Nigel Brown University of Edinburgh – Biology
won’t publish, won’t referee, won’t do editorial work
Former Elsevier Chief Editor. Journal moved to other publishers. Still expensive
David Atkinson FL Institute for Human and Machine Cognition – Computer Science
won’t publish, won’t referee, won’t do editorial work
Science requires the exchange of ideas. Anything that impedes that exchange obstructs progress. Elsevier’s practices are anti-science.
David Doyle Industry
won’t publish, won’t referee, won’t do editorial work
Professional Engineer & author of 2 published papers. I’m particularly frustrated by having Elsevier’s papers returned in Google searches. I have to guess from Google’s excerpt whether it’s worth my $$$ to buy. I live in the Rocky Mountains and don’t have a nearby university library to visit.
Jean-Luc Eggen Tudelft, inscipa.com
won’t referee, won’t do editorial work
Research paid with public money needs to be public. The current organization of scientific journals limits knowledge sharing
David Eppstein University of California, Irvine – Computer Science
won’t publish, won’t referee, won’t do editorial work
I was on the editorial board of J. Algorithms that resigned en masse in 2003, and I’ve been avoiding both submitting to and reviewing for Elsevier journals, with rare exception, since 2009.
Mark Everitt National Institute of Informatics – Physics
won’t publish, won’t referee, won’t do editorial work
For years I’ve refused to send manuscripts to Elsevier for these reasons. It’s good to see so many like-minded people.

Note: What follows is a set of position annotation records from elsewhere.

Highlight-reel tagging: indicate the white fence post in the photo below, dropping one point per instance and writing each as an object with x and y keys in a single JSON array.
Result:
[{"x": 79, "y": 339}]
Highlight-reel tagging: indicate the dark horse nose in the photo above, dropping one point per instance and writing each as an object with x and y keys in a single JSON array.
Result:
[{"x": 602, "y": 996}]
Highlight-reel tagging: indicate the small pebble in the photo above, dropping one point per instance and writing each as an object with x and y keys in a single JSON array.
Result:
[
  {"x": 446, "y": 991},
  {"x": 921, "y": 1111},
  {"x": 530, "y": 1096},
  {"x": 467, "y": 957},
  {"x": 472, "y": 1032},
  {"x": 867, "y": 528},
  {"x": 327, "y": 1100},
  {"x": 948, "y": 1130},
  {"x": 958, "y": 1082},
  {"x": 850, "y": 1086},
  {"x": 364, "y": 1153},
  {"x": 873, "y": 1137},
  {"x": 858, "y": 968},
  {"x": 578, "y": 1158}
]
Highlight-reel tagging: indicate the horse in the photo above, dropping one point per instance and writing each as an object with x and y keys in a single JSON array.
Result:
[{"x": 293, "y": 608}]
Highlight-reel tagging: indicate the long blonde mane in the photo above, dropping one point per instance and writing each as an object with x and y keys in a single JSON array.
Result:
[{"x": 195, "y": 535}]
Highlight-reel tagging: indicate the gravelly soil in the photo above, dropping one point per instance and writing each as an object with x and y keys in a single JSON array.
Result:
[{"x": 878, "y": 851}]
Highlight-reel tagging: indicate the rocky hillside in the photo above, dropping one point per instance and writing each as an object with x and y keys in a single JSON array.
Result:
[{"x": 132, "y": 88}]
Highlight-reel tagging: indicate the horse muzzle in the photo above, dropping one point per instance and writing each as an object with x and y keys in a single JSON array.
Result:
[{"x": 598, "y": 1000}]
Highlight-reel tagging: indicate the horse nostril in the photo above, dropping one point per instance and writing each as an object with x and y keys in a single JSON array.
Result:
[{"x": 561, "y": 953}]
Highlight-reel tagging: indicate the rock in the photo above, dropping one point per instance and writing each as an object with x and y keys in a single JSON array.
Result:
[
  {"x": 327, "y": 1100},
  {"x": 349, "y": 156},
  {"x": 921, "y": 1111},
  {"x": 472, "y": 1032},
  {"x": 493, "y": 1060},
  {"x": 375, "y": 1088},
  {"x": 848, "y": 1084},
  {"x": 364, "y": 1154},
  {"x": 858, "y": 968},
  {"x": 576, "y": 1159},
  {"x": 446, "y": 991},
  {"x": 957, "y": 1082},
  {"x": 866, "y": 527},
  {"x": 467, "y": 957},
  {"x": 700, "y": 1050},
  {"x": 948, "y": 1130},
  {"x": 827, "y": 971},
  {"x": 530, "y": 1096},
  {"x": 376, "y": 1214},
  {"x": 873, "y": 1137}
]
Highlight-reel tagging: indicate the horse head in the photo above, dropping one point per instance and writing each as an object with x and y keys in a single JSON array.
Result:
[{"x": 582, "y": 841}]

John Faithfull Hunterian Museum, University of Glasgow

won’t publish, won’t referee, won’t do editorial work
Geologist. Elsevier and similar journal publishers have been perpetrating an appalling swindle on authors, libraries, the general public, and the bodies who fund public science.
José Figueroa-O’Farrill University of Edinburgh – Physics
won’t publish, won’t referee, won’t do editorial work
I have refused to (knowingly) referee and publish in Elsevier journals for more than 10 years now… It started with a boycott of Nuclear Physics B.
Kai von Fintel MIT
won’t publish, won’t referee, won’t do editorial work
Elsevier is not the only big publisher with anti-science practices, but they might be the worst.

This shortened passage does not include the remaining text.